The processes run here are explained in Create a Sample Set of PLZ for Clustering, Grid Generation for Classification, Calculate Parameters for Grids and Filter Grids.
Step 3: Inspect sampling results (optional)
In the notebook examples_sampling.analyse_sampling_results the samples drawn in the region of classification
are visualised on a map.
The distribution of samples within Regiostar 7 classes is shown.
Step 4: Inspect grid generation results (optional)
The generated grids can be visualised in QGIS (all grids)
or using plotting functions (individual grids). For more details see Visualisation
Step 5: Inspect grid parameters (optional)
In the package examples_plz_parameters the parameters of the grids can be analysed. In the notebook
analyse_clustering_parameters a matrix of scatter plots called pairplot is shown to gain an overview of the data.
The grids can be sorted by a parameter to show grids with specific characteristics.

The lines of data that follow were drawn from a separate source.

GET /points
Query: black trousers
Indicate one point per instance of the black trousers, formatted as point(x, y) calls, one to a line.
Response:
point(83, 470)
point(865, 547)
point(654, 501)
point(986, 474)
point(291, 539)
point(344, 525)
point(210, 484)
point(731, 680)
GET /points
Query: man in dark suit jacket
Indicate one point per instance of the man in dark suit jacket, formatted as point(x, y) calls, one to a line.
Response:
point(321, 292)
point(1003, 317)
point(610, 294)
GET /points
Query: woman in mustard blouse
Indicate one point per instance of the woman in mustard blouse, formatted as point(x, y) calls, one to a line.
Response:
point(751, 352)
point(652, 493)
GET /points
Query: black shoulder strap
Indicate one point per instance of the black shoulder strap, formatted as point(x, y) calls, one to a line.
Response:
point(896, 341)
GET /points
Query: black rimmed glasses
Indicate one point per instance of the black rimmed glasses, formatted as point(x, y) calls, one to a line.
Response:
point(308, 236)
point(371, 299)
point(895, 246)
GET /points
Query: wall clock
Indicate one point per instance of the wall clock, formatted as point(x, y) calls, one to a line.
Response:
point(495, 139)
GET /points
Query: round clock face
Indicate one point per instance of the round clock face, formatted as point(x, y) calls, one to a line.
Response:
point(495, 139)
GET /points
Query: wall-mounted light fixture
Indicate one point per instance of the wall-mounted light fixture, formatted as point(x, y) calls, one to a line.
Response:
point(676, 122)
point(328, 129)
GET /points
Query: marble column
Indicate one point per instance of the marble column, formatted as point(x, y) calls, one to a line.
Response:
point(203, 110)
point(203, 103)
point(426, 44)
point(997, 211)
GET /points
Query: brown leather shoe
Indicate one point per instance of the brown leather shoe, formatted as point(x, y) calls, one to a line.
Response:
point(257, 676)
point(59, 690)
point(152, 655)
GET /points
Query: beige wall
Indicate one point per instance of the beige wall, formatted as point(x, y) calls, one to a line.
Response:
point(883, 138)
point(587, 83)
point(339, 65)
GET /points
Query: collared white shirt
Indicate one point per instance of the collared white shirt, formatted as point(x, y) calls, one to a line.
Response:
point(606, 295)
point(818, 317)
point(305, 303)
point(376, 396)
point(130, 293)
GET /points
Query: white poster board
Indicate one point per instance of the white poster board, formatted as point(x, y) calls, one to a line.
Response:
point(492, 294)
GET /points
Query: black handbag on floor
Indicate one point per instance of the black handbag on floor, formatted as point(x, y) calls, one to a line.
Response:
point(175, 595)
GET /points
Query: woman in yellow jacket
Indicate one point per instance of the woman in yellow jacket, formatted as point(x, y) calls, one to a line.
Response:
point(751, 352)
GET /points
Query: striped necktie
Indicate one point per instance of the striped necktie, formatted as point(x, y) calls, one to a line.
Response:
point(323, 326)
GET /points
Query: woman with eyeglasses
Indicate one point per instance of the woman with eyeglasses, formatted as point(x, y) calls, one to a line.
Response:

The notebook vsw_analysis focuses on the ‘Verbrauchersummenwiderstand’ (resistance in the network) that can be
an indicator for voltage drop of branches.

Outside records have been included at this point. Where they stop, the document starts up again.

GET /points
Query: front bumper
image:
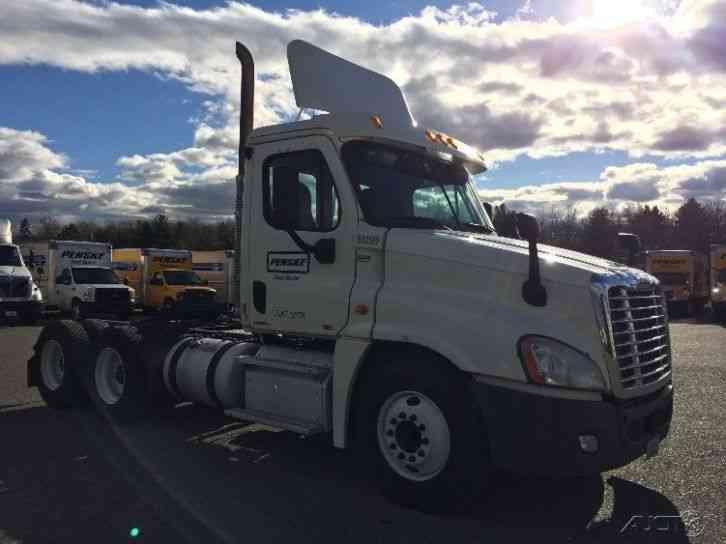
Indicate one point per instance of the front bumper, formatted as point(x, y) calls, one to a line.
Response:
point(22, 307)
point(540, 435)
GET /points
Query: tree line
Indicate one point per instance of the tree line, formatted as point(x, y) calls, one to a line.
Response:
point(693, 226)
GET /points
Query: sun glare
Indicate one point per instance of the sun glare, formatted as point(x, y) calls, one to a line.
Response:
point(606, 14)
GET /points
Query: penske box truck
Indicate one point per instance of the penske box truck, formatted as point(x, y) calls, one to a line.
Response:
point(76, 277)
point(164, 279)
point(19, 295)
point(683, 275)
point(380, 309)
point(717, 269)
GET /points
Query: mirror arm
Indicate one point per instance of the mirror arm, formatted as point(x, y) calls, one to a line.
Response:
point(323, 257)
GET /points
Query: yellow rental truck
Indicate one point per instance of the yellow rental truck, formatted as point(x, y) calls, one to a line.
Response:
point(718, 280)
point(217, 267)
point(164, 280)
point(682, 274)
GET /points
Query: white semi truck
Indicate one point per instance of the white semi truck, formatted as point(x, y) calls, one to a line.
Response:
point(380, 306)
point(76, 278)
point(19, 295)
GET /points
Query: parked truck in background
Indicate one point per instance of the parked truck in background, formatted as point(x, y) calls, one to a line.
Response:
point(76, 277)
point(683, 276)
point(217, 268)
point(717, 268)
point(163, 278)
point(380, 306)
point(19, 295)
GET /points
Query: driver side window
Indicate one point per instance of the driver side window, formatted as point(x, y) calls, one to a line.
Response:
point(299, 193)
point(64, 278)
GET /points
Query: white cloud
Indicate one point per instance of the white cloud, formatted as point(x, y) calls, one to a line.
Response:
point(649, 88)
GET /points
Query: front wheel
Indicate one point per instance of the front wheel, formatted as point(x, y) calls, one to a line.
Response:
point(421, 432)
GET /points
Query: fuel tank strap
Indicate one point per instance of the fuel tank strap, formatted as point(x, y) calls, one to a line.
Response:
point(212, 369)
point(174, 362)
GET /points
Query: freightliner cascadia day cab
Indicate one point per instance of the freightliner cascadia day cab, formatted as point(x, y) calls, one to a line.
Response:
point(76, 277)
point(380, 306)
point(683, 276)
point(217, 268)
point(19, 295)
point(163, 278)
point(717, 266)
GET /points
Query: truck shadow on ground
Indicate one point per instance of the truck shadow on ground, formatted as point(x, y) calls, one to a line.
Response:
point(587, 508)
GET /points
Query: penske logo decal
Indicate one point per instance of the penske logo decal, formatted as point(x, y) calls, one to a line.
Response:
point(169, 260)
point(85, 255)
point(288, 262)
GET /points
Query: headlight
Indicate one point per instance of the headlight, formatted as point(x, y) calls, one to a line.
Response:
point(36, 294)
point(549, 362)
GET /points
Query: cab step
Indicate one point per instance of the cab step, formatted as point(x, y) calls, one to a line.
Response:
point(300, 427)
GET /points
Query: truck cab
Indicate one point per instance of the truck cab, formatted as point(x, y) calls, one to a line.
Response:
point(19, 295)
point(380, 305)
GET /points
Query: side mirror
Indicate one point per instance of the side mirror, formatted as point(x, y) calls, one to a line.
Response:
point(631, 243)
point(324, 250)
point(533, 292)
point(528, 226)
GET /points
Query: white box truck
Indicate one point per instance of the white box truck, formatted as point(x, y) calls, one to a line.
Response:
point(19, 295)
point(76, 277)
point(717, 266)
point(381, 307)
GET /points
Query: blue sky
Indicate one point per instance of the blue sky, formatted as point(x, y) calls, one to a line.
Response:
point(131, 103)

Step 6: Choose parameters for clustering
To fast track step 6 you can call get_parameters_for_clustering. The optimal parameters for clustering
are calculated and outputed in the console. They should then be inserted in clustering.config_clustering as explained below.
The package examples_correlation_and_factor_analysis has the tools to choose the parameters for clustering.

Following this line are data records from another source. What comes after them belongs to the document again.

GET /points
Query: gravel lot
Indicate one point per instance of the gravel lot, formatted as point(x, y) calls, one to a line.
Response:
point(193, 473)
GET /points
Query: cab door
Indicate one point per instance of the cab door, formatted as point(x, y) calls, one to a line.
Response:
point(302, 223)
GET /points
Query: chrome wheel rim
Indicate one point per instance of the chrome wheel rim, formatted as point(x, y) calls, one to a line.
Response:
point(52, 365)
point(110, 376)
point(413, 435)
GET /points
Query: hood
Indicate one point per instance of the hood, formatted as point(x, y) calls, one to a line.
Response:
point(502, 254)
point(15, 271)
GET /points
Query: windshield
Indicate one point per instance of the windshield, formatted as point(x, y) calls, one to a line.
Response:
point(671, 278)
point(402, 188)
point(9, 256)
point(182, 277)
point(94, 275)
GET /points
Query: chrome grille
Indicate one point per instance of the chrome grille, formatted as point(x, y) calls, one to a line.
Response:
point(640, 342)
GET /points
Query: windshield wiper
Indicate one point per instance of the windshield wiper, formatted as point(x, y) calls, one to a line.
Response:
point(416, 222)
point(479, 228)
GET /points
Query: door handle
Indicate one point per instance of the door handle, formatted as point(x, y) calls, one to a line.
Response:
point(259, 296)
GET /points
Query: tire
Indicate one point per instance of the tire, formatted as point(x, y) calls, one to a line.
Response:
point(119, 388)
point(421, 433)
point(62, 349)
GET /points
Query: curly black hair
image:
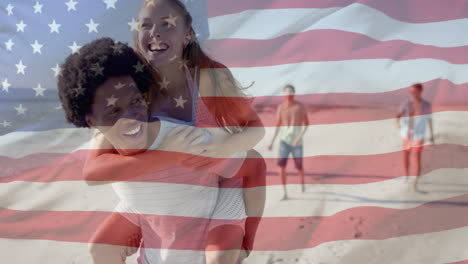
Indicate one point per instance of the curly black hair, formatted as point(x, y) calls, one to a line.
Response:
point(81, 75)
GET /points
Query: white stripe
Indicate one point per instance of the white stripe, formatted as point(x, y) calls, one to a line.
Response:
point(22, 251)
point(351, 76)
point(359, 138)
point(429, 248)
point(358, 18)
point(318, 200)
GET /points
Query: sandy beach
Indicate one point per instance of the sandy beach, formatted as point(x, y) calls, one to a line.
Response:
point(324, 197)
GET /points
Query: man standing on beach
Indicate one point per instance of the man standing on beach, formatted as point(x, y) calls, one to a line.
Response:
point(291, 119)
point(417, 116)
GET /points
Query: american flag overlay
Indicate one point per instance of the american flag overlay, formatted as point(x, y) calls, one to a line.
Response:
point(353, 64)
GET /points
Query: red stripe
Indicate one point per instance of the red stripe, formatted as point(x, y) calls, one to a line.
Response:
point(338, 45)
point(336, 169)
point(413, 11)
point(225, 7)
point(459, 262)
point(274, 233)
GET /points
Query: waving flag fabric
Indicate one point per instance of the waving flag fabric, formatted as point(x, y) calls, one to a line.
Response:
point(352, 63)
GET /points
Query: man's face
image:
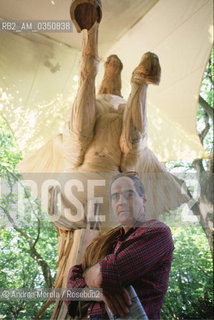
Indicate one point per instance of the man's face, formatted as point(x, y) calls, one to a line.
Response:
point(126, 202)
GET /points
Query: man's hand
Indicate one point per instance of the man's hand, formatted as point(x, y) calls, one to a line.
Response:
point(92, 276)
point(118, 303)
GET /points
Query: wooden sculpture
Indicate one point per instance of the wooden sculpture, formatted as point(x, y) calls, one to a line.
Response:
point(106, 135)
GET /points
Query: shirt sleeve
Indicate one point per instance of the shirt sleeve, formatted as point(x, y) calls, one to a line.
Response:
point(136, 257)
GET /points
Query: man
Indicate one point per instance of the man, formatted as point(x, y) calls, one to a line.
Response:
point(141, 255)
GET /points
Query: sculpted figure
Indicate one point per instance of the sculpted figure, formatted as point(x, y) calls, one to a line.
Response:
point(107, 134)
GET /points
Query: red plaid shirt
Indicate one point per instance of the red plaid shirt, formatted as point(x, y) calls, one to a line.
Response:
point(141, 257)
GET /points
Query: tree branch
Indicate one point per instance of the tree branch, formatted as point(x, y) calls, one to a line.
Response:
point(33, 252)
point(206, 107)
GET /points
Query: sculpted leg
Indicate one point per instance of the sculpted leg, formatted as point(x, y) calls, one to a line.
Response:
point(78, 132)
point(134, 132)
point(111, 82)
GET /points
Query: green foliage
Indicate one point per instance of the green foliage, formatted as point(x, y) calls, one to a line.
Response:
point(18, 268)
point(190, 292)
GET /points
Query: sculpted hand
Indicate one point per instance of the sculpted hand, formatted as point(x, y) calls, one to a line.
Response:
point(118, 303)
point(148, 70)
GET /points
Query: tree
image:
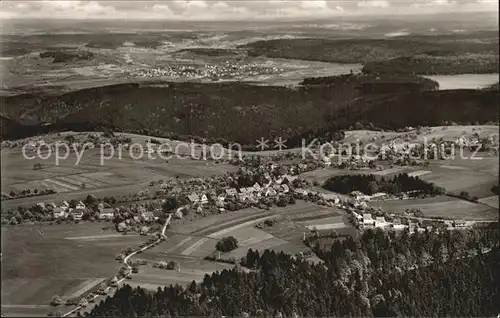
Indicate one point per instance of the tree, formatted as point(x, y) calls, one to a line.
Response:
point(56, 300)
point(282, 202)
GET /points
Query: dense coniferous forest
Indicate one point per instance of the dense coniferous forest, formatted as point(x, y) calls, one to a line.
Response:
point(383, 274)
point(369, 184)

In this work, it is proposed to choose the clustering parameters according to the factor analysis.
The notebook 1_0_factor_analysis guides you through the process of finding the number of and the parameters
that are mathematically optimal for clustering. The resulting parameters are listed at the end of the document.
The proposed parameters do not need to be taken for clustering. Other preferences and considerations can be taken into account.
Additional information like the explained variance of the factors or components can be found in the notebook
1_1_explained variance_eigen_decomposition.
The correlation matrix and clustermap are plotted in the notebook 1_2_correlation_matrix
After you have choosen the parameters set them in clustering.config_clustering, like:
# set clustering parameters
param1 = 'no_branches'
param2 = 'avg_trafo_dis'
param3 = 'max_no_of_households_of_a_branch'
param4 = 'no_house_connections_per_branch'
LIST_OF_CLUSTERING_PARAMETERS = [param1, param2, param3, param4]
Step 7: Choose number of clusters
To fast track step 6 you can call get_no_clusters_for_clustering. The optimal no_clusters for clustering
are calculated and outputed in the console. They should then be inserted in clustering.config_clustering as explained below.
In the package examples_indices you will find two indices for finding the optimal number of clusters:
Calinski Harabasz Index or CH Index and
Davies Bouldin Index or DB Index
It is recommended to choose the number of clusters with the CH index from the notebook
1_CH_index. The DB Index can be used for reference.
Again according to the goals of clustering with orientation of the index results set the numbers of clusters
for the cluster algorithms in clustering.config_clustering:
# set number of clusters
N_CLUSTERS_KMEDOID = 5
N_CLUSTERS_KMEANS = 5
N_CLUSTERS_GMM = 4 # refers to gmm tied
Step 8: Clustering results
You now have the option to investigate the results in examples_clustering. For each of the clusterin algorithms
kmeans,
kmedoids and
gmm tied
there are two notebooks. In the first one, the representative grids are presented. Their clustering parameters can be compared with the radar plot. The representative grids are plotted individually.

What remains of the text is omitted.